[lammps-users] memory issues with LAMMPS and MPI

Hi all -

I am getting more frequent complaints about LAMMPS throwing the
following error when it starts up on various machines:

A realloc() for a modest amount of memory (~1Mb) fails.

A typical symptom is that the same problem runs on fewer
procs, but fails on a larger # of procs, say 128 procs.

Since LAMMPS uses less memory per proc on more procs,
this is an indication to me that it's an MPI problem, maybe
something to do with how realloc() interacts with MPI.

Most recently, I am hearing about this problem with MVAPICH. But I
think it has also happened with OpenMPI.

Any ideas? Could this be an MPI configuration issue? E.g. when you
run on lots of procs, MPI uses a lot of memory to setup buffers to
(possibly) communicate with all those procs? If so, are there
settings in either MVAPICH or OpenMPI to get around this?

Steve

Hi all -

hi steve,

I am getting more frequent complaints about LAMMPS throwing the
following error when it starts up on various machines:

A realloc() for a modest amount of memory (~1Mb) fails.
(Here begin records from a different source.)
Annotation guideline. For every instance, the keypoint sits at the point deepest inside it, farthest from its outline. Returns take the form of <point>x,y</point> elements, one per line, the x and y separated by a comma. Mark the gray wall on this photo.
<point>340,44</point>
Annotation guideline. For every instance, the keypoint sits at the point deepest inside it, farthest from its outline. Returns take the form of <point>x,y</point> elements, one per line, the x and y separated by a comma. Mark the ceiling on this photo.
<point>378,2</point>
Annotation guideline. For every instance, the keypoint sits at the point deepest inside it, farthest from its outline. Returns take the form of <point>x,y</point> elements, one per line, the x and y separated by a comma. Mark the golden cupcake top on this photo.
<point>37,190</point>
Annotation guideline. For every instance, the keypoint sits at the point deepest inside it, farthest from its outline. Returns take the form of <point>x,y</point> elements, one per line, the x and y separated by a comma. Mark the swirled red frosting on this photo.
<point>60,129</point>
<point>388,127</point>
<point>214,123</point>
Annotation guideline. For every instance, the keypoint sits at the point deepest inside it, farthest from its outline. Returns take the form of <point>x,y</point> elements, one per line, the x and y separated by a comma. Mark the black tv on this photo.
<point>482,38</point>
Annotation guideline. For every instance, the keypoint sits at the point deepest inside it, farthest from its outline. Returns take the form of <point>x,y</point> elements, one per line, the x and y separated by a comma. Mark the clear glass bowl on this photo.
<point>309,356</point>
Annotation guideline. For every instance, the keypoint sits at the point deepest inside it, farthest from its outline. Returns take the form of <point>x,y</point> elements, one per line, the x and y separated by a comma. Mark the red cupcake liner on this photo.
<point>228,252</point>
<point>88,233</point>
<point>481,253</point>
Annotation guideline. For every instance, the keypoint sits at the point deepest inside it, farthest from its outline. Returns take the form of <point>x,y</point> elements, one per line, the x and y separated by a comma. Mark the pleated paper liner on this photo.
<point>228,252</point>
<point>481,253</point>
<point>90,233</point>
A typical symptom is that the same problem runs on fewer
procs, but fails on a larger # of procs, say 128 procs.

i would not be surprised if another common denominator is
that this happening on machines with infiniband and particularly
with nodes that have two dual quad code cpus.

Since LAMMPS uses less memory per proc on more procs,
this is an indication to me that it's an MPI problem, maybe
something to do with how realloc() interacts with MPI.

Most recently, I am hearing about this problem with MVAPICH. But I
think it has also happened with OpenMPI.

i've seen this with both of them.

Any ideas? Could this be an MPI configuration issue? E.g. when you
run on lots of procs, MPI uses a lot of memory to setup buffers to
(possibly) communicate with all those procs? If so, are there
settings in either MVAPICH or OpenMPI to get around this?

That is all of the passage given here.